In honesty though, I did the best that I could.
For real, not all that I would have liked to do, but the best that I could do in the situation given. And my behavior? Sucky at best, but the best that I could muster today, I’m afraid.
They will forgive me, that’s what families do, we forgive each other because we know each other deep down, where it’s important, and we love each other because of what we know, and sometimes despite of what we know, you know?
For gifts this year, I had already told the older two that I was not going into massive credit card debt, and they agreed, neither were they, so this is how it played out.
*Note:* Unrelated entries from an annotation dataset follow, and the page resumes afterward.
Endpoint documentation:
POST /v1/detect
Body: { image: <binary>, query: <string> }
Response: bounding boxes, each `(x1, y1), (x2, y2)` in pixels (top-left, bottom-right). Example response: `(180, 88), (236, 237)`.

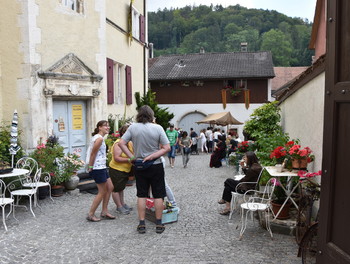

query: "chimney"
(148, 43), (154, 58)
(241, 42), (248, 52)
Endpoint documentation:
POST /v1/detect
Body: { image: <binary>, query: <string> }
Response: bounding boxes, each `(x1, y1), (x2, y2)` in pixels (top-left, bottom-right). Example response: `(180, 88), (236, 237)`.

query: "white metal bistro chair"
(239, 178), (276, 240)
(16, 157), (53, 202)
(16, 157), (38, 176)
(229, 167), (264, 219)
(0, 180), (17, 231)
(8, 168), (41, 217)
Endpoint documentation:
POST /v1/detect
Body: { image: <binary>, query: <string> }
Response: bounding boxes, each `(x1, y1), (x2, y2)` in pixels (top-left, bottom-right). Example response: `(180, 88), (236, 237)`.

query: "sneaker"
(123, 204), (132, 211)
(117, 207), (130, 215)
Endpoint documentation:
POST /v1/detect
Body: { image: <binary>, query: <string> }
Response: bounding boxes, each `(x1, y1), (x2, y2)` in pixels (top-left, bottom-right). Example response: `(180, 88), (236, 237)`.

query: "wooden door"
(317, 0), (350, 264)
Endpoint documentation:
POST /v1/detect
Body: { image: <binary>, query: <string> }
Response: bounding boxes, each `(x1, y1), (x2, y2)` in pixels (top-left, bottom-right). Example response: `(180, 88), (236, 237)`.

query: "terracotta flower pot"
(271, 201), (291, 220)
(292, 158), (307, 170)
(51, 185), (64, 197)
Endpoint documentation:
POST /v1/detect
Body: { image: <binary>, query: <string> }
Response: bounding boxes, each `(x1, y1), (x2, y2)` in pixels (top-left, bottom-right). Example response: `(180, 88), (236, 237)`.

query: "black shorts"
(135, 163), (166, 199)
(109, 168), (130, 192)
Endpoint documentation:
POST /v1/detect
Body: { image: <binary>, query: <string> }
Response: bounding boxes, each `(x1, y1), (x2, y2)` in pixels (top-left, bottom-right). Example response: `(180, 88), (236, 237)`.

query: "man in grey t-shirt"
(118, 105), (170, 233)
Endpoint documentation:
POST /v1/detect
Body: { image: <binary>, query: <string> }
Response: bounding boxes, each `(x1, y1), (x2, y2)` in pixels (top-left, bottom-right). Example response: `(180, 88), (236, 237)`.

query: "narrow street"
(0, 154), (301, 264)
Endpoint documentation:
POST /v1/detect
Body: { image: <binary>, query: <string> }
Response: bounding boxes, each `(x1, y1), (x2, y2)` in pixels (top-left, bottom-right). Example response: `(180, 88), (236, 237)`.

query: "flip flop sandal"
(137, 225), (146, 234)
(86, 215), (101, 222)
(101, 214), (115, 220)
(220, 209), (230, 215)
(156, 225), (165, 234)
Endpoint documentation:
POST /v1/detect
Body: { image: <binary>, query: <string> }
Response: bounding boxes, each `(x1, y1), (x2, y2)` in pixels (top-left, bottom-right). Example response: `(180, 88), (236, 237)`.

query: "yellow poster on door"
(72, 105), (83, 130)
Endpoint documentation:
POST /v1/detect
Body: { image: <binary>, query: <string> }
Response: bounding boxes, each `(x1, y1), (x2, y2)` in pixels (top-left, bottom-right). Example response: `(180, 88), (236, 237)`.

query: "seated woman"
(209, 135), (226, 168)
(219, 151), (262, 215)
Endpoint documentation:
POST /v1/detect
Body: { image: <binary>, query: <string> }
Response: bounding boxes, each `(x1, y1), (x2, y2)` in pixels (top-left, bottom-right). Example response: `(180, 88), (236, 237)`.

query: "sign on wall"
(72, 104), (83, 130)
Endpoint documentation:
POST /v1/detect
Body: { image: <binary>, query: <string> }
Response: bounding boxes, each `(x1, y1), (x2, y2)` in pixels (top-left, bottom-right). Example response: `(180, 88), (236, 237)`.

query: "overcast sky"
(147, 0), (316, 21)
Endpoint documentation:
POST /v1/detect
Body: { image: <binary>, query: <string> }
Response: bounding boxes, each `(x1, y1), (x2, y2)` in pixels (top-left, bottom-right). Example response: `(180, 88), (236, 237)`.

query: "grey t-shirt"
(122, 123), (169, 164)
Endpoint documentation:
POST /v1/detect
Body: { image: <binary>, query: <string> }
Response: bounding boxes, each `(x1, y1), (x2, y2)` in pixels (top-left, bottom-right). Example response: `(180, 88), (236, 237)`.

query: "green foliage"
(29, 136), (68, 185)
(261, 29), (293, 67)
(244, 101), (282, 141)
(256, 130), (289, 166)
(135, 90), (174, 130)
(244, 101), (289, 185)
(148, 5), (314, 66)
(0, 123), (24, 165)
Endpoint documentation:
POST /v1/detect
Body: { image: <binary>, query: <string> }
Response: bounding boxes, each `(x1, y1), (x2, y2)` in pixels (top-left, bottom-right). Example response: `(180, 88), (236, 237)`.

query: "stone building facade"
(0, 0), (148, 159)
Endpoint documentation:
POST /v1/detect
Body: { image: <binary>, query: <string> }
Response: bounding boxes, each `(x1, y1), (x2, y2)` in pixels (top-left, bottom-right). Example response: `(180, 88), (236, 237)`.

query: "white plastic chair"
(229, 167), (264, 219)
(8, 168), (41, 217)
(239, 178), (276, 240)
(0, 180), (17, 231)
(16, 157), (53, 202)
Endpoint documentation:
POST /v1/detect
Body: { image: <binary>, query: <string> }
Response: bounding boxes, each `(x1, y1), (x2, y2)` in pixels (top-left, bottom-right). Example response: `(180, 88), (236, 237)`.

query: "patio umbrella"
(9, 110), (21, 168)
(196, 112), (243, 126)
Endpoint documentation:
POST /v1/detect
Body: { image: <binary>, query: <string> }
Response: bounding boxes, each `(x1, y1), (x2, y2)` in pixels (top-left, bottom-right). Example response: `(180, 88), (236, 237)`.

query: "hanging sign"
(58, 116), (65, 132)
(72, 105), (83, 130)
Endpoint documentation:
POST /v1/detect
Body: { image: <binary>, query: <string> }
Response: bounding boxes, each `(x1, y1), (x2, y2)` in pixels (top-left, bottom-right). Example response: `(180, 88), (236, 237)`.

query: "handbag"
(134, 159), (155, 170)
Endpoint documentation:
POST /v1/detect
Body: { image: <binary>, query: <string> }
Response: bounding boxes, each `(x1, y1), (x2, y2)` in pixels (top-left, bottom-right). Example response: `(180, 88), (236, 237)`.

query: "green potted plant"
(29, 135), (66, 196)
(59, 152), (85, 190)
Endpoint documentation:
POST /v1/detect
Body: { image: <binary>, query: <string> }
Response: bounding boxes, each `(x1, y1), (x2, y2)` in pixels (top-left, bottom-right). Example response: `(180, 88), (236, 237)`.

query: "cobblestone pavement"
(0, 154), (301, 264)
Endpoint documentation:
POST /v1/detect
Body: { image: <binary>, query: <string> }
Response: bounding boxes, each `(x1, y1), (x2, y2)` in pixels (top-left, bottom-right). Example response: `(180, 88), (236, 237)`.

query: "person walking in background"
(86, 120), (115, 222)
(118, 105), (170, 234)
(190, 127), (198, 155)
(179, 131), (192, 168)
(109, 125), (134, 215)
(209, 135), (226, 168)
(205, 127), (213, 153)
(199, 129), (208, 153)
(165, 124), (179, 168)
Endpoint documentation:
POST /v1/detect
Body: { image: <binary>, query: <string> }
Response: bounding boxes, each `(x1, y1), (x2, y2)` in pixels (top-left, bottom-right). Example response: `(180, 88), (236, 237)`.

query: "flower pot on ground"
(51, 185), (64, 197)
(271, 201), (292, 220)
(292, 158), (308, 170)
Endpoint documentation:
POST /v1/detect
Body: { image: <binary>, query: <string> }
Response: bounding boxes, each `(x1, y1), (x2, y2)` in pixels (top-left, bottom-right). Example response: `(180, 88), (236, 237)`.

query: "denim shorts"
(89, 169), (109, 184)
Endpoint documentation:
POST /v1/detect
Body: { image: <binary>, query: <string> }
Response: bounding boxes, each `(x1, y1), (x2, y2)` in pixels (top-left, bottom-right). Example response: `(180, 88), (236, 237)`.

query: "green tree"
(135, 90), (174, 130)
(261, 29), (293, 66)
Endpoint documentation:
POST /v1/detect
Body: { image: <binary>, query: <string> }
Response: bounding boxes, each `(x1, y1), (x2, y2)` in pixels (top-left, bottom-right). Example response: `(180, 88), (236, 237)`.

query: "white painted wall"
(159, 104), (262, 140)
(281, 73), (325, 171)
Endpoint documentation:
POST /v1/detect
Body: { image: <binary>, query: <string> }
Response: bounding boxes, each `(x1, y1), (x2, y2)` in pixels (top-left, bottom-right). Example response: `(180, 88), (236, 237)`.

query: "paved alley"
(0, 154), (301, 264)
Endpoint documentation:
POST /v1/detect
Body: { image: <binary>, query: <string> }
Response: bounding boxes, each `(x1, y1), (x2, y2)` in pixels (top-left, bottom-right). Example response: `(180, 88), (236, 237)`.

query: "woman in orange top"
(109, 125), (134, 215)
My older two, each got one item that they needed and couldn’t afford to buy themselves, a good pair of shoes and a warm quilt. One item that was special and they would never have been able to justify buying for themselves, an mp 3 player, and what was a small pair of diamond earrings, heh. A few items of clothing--please let them arrive before new years--and some smelly good stuff, because, like their momma, they too have a smell chemistry thing going on.
Little Samps, he’s getting one of those ridiculously over priced 360 x box machines, because all he asked for was an old x box machine so he and his brother could trade games, and of course you
CAN’T find one of THEM to be bought. I thought about getting him a Ps, something or other, it was only 130 dollars, but then we’d have to buy all new games, gads!
He did mention that he would love to have world of war craft if Santa couldn’t find an old x box, so aka got him that. I think Samps will probably pass out completely from the sheer surprise of all of that gaming fun, and I’ll just make that credit card payment and not worry about it, I’m thinking of it as an investment in his hand and eye coordination, and damn it it’s Christmas…
(I had put aside some money for Christmas this year from my career ladder moneys that I get at the end of the summer for the extra work that I do tutoring and making signs and stuff during the school year, but when dad got sick most of that was spent going back and forth to take care of him. I don’t begrudge that one bit and I am thankful that I had it to fall back on for sure, but it sort of set me short for Christmas, you know? Sure you know, all of us feel the financial pinch around this time of year. Sure we do, and we do the best we can and we go on from there.)
The little ones, were tickled with their gifts, they always are. A new baby doll for Georgie and an Elafun game, and a John Deer collectable tractor, and an incredible edible for Mousey, that was named something else, but I can’t remember. Oh, and some clothes too, not here yet, ding danged old Navy, you suck balls at Christmas time for telling me they would be here guaranteed…
So really despite my feeling like a heap of dung that has been ever so slightly set a fire in order that I might not offend anyone with my odious aroma, after writing this diatribe on being sick at Christmas, I feel relieved, the feeling of doom has lifted and I just went to the bathroom and oh my God/Goddess I was able to go without pulsating and withering, and yes Virginia, there really is a Santa Clause….
Why did I write this incredibly unattractive post? I’m not sure really, maybe I just felt like I should stand here naked in front of everyone in all of my shame so that I could be really thankful for all that I have, because despite how things may seem sometimes I really do have so much to be thankful for.
Maybe I wanted some sympathy? Probably, but most likely not too much because I feel so much better now.
And maybe, just maybe I wondered if you have ever felt this way yourself, you know, felt like if you don’t do it, it wont get done, and sometimes I want to run from the responsibility of making everything better for the people who I love, and just wallow in my own dysfunction.
I don’t know. I’m not even sure that this makes sense.
So now I just have to apologize to my family for being a grumpy old sick bitch yesterday and move forward towards the light, it IS a new day, almost now.